Tesla’s battery economics get questioned:
A core concept in strategy consulting is the experience curve. While I’ll get to cover the full workings in a forthcoming article, the core concept is that costs of producing units (or more or less anything) come down as the cumulative number of units produced by the industry goes up. Note: defining the units against which ‘experience’ accumulates is the tricky part. In some industries learning is slow and the prices fall slowly. In other industries the slope of the curve is steep.
Competition tends to accelerate the fall in costs. As long as your selling price is above the cost then you’re probably okay. With some analysis, these cost curves become predictable and this allows brave companies to price now based on where costs will be in future. They do this often to win market share that allows them to learn faster than competitors and drive their costs down faster than the industry. For example, when Amazon launched its S3 service they priced at a rate many believe was below their actual costs at the time.

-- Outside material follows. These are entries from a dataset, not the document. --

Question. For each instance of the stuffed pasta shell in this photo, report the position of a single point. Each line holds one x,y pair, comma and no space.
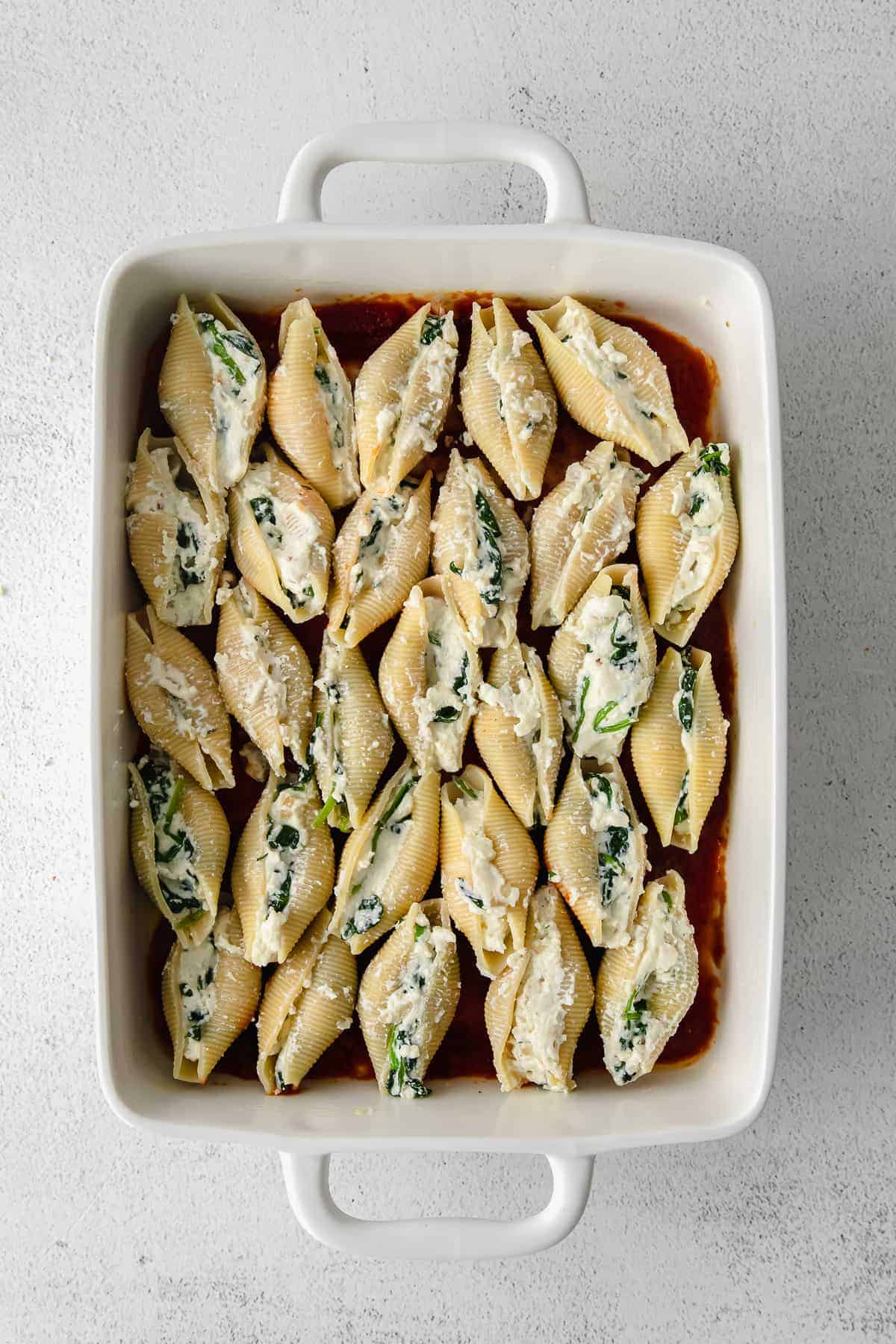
381,553
179,840
602,662
175,698
489,867
264,675
388,862
430,675
536,1007
579,527
213,388
508,401
308,1003
352,738
479,538
595,851
645,988
282,873
610,381
176,531
679,747
208,995
408,999
402,396
311,409
281,532
519,732
688,538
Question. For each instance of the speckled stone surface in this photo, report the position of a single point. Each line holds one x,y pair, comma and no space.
765,127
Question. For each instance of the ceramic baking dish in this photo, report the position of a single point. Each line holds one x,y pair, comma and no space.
719,302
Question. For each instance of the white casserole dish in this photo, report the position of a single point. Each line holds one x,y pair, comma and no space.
719,302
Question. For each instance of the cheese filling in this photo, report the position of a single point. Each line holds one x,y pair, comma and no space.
184,707
615,370
615,848
406,1008
435,359
487,892
448,705
383,514
292,535
237,373
541,1003
364,906
173,843
697,504
638,1033
196,986
612,685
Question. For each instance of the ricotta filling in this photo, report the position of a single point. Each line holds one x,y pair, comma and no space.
445,709
406,1008
613,369
517,393
383,514
196,986
336,399
697,504
285,839
187,549
435,362
637,1031
487,892
615,848
543,999
237,373
184,707
173,843
364,906
612,685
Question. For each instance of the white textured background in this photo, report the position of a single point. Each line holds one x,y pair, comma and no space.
765,127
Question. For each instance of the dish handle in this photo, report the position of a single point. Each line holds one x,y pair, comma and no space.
435,1238
435,141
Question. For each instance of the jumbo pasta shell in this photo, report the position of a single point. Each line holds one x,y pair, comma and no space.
519,732
381,553
480,541
508,399
176,535
662,752
600,873
408,999
281,885
265,676
489,867
610,381
235,987
402,396
308,1003
352,737
311,409
536,1007
206,408
422,679
385,880
191,913
176,700
645,988
281,532
601,691
664,517
579,527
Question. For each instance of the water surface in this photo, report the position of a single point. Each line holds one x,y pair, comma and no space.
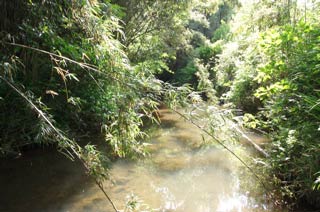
180,175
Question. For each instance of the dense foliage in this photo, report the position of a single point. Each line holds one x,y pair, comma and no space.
72,68
269,68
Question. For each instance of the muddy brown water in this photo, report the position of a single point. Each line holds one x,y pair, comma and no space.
179,175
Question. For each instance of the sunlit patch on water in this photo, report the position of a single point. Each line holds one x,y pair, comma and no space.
179,176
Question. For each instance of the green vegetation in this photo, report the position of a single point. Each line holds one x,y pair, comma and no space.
100,67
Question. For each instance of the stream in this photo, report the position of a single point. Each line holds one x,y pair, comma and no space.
180,175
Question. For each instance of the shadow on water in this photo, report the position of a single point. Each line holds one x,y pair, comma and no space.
178,176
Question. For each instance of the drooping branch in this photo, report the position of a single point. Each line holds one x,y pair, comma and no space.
68,143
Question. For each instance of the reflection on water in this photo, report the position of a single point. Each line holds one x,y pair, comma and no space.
179,176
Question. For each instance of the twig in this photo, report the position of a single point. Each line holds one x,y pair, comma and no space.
223,145
71,144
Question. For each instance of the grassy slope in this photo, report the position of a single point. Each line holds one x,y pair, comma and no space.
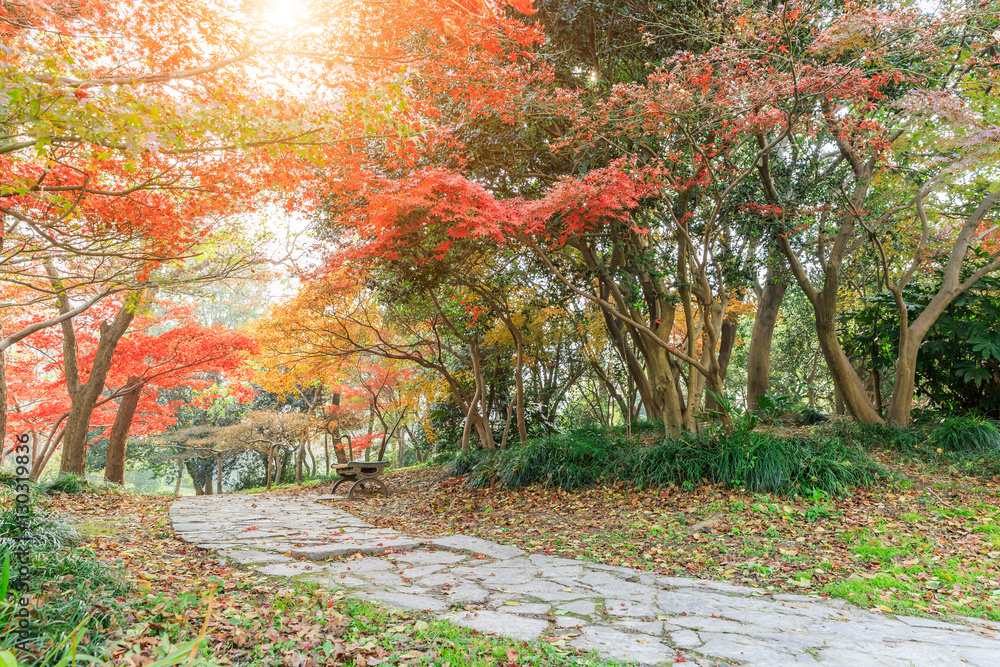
254,620
927,543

Something just like this is going on in the electric car industry, where Toyota, Nissan and Tesla seem to make all the headlines. Its important to note that Toyota and Nissan have sold far more of the Prius or the Leaf than Tesla – they are much further down the curve (and these three companies are further down the curve than the rest of the industry combined).
Tesla’s shares have done well lately. So it’s worth noting that while Tesla has a stated aim to slash the cost of its cars by half by 2016, the core cost of these cars is their battery. If you think about it, electric cars differ from petrol cars only really in their motor and their fuel source. Electric motors have been around for years and are unlikely to suddenly get more efficient. Batteries are the single place where technologies have to advance to make the cars more affordable and more useful. The problem for Tesla is that few experts believe the cost of the battery will drop by more than 30% in this time.
So Elon Musk needs to take care that his cost curve (which falls at only 30%) doesn’t end up higher than his price curve (which he wants to fall at 50%). The bottom line is that savvy analysts are urging caution about the bet on falling battery prices that Tesla shares represent.